In the second half of the story, Jesus seems to be telling us to cut off sinful hands and feet and eyes. As Americans we might tend to over-individualize this message and believe that if we sin against the God with whom we have a personal relationship, we should do something drastic for our personal salvation. I’m thinking Jesus is talking to his community of disciples as a community, and that Mark chose this particular story to say something about his community as the Body of Christ under persecution by the Romans, and that we, as a part of the Body of Christ should see this as a story about our Parish, our diocese, our denomination, and the whole catholic church. As Paul puts it (and I can’t say with certainty that Mark meant it this way), Christ is the head of the church, and we as members with different gifts and talents are the various body parts. So if our Parish or diocese or denomination is causing believers to stumble in some way (maybe in ways that cause them to give up their faith), a part of discipleship is to discern which part of that body is causing that harm and cut it out. There is a lot of work going on in The Episcopal Church now about racism for example; we’re trying to cut out our complicity in that sin and grow together in newness of life. Now, a key part of the text is this line; "For EVERYONE will be salted with fire." In Jesus’ time, if a leg or arm was cut off, the wound would be cauterized with fire and salt. That really had to hurt! And Jesus is saying EVERY disciple will have wounds that need to be cauterized… we ALL will have to cut off something dear to us that is causing us to sin. That’s what happens as we grow as disciples and as communities of disciples; we get pruned.

Finally, Jesus shifts the salt metaphor just a little. "Have salt in yourselves and be at peace with one another". Salt in this case is not just a useful cauterizing agent, but rather an essential part of table fellowship with our neighbors. Remember the movie "It’s a Wonderful Life" where Mary Bailey gives the Martini family a gift of salt, bread, and wine? Eucharist, right? That salt is a sign of neighborliness and table fellowship. Mahatma Gandhi and nearly 60,000 Indians were arrested for making salt, an essential substance needed for their very survival, but monopolized in India by the British. So Jesus is asking us to have salt like that in ourselves; to have something within us that we share with our neighbors and which is essential to life; the life that Jesus calls us to have.

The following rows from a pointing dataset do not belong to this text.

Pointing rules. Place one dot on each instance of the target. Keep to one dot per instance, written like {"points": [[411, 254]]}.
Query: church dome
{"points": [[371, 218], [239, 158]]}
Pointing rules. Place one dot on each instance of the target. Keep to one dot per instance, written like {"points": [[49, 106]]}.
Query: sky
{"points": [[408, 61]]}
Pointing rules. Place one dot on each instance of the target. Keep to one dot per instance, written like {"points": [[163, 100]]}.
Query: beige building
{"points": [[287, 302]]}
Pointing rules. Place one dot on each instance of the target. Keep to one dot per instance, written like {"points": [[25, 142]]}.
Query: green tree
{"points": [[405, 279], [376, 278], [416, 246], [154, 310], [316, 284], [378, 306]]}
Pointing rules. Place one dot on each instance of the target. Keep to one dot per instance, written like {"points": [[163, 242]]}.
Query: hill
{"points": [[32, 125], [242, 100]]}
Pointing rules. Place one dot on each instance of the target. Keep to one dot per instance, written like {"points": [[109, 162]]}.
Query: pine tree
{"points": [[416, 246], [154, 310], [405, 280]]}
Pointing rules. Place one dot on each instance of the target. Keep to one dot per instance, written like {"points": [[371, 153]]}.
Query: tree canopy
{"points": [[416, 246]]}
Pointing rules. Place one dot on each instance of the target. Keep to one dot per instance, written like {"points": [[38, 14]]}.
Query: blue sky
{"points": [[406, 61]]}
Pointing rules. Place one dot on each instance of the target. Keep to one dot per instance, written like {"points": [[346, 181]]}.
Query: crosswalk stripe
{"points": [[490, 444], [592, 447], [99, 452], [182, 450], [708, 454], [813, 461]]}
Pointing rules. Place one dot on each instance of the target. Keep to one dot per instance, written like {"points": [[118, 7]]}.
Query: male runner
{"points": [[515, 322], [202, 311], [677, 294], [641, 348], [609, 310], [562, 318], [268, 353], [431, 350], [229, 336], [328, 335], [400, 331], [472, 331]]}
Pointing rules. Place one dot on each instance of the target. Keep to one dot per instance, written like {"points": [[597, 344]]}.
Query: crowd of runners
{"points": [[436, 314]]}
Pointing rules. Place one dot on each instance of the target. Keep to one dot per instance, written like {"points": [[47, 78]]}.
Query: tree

So this difficult reading is about how to be a community of Jesus’ disciples. Jesus seems to be telling his disciples not to worry about the people who aren’t his disciples; the same Spirit at work in John is at work in the man who was casting out demons. God is out there at work in the world. We are not to erect walls around our church to keep the heathens out… it’s not "us" against "them". In fact, we might just roll up our sleeves and get out there to join them. And who knows, we might witness moments of grace from our neighbors. Even a cup of water is more than enough. At the same time, Jesus is telling us that, as part of the Body of Christ, we are also part of the problem. Where that body are causing us to sin, cut it out! All of us are going to grow in discipleship in this way, both as individuals and as communities of Christians. It hurts to die to self… it hurts to cut away our power and privilege as a church. I tell you what though, we’ll know that we’re getting it right when 60,000 people will want to get arrested for us because we bear the name of Christ… to get arrested for the sake of the salt that we have within ourselves and want to share with others. So, have salt in yourselves and be at peace with one another. Amen.